第九回は電磁気学の後半について説明と解説を行ってきたいと思います。

一つ目はファラデーの電磁誘導の法則についてです。ファラデーの電磁誘導の法則はレンツの法則を発展させたもので、「誘導起電力は、それによって流れる誘導電流の作る磁束が、外から加えられた磁束の変化を打ち消すような向きに生じる」というレンツの法則を磁束変化量と単位時間で定式化したものになります。ここでよくあるのが、マイナスの符号をどう処理すべきなのかわからないという生徒が多くいます。このような生徒はたいていレンツの法則もしくはファラデーの法則を理解しないまま式だけ見ているというパターンが多いです。改めてレンツの法則を読むと、誘導起電力は外から与えられた磁束変化を妨げる向きに対して生じると言っています。ということはつまり、与えられた磁束の向きを逆向きにしないと誘導起電力の正しい向きが求められないという事なのです。だから、ここでマイナスの符号をつける処理が必要なのです。ファラデーの法則は非常に大切ですが、式だけを先走って理解しようとするのはやめましょう。

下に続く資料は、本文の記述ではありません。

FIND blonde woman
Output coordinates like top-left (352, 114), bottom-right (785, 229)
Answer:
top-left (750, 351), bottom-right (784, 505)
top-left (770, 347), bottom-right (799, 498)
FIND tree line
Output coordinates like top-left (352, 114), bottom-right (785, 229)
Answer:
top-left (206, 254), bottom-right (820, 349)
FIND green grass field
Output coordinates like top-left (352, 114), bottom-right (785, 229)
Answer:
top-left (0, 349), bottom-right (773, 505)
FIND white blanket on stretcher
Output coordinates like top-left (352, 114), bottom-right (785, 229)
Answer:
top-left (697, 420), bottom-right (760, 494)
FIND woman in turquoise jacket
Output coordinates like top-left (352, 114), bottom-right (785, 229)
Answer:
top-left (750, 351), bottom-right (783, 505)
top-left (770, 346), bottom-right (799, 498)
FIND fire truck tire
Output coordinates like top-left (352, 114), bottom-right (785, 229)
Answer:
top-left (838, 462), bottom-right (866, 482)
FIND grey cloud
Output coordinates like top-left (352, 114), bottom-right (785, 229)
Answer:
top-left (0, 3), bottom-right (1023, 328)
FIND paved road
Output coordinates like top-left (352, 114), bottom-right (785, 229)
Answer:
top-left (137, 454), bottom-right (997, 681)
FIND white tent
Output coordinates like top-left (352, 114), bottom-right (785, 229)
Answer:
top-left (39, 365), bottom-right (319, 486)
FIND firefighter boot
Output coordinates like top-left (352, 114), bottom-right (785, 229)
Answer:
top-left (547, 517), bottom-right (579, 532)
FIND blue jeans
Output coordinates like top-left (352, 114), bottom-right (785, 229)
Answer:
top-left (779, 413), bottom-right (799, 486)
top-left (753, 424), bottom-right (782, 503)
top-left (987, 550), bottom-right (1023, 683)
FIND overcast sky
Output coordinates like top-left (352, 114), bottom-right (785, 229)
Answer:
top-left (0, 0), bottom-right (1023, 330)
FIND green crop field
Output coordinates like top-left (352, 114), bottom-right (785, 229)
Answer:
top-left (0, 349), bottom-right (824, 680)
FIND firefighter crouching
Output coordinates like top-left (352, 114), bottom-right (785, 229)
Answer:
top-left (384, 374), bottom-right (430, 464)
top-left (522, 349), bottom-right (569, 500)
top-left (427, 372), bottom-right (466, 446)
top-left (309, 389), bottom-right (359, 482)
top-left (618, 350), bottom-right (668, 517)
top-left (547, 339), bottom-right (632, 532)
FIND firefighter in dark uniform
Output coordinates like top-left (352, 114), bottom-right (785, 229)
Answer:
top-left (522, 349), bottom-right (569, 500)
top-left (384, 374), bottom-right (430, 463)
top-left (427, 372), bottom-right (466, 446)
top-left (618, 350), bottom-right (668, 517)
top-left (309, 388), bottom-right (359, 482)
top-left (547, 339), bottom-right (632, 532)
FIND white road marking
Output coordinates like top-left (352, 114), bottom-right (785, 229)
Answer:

二つ目は磁場を横切る導線に生じる起電力についてです。この問題については2つパターンがあります。一つは正方形回路が磁場内を通過する場合です。この問題のポイントは、電場への進入中、通過中、退出中で振る舞いが変わるところです。ファラデーの電磁誘導は磁場変化が起きないと起電力が生じません。という事は通過中に関しては全く起電力が生じません。なので考えるべきは進入中と退出中という事になります。そして、進入中と退出中でも起電力の発生する向きに気を付けてください。進入中は磁場が増加し、退出中は磁場が減少します。これから言えることは進入と退出で起電力の向きが変わることです。もう一つは、レール上を導線が走って磁場を通過する場合です。この場合は一方的に磁場の量が増え続けるだけなので導出は簡単ですが、図を描いていると電流の向きがわからなくなる場合があります。このとき、注意してほしいのは電源がレール上を走っている導線だという事です。ファラデーの法則で右ねじを適用した場合、磁場を増やしている原因は導線にあるので、適用先は導線になります。注意しましょう。

三つめは交流電源についてです。交流電源はもはや波動の復習ポイントです。波動がわかってないと、本当にわかりません。周期のずれや初期位相など、色々と混み入ってるので、意味がさっぱりだという人は、波動を復習しましょう。

最終回の次回は原子についてまとめていきたいと思います。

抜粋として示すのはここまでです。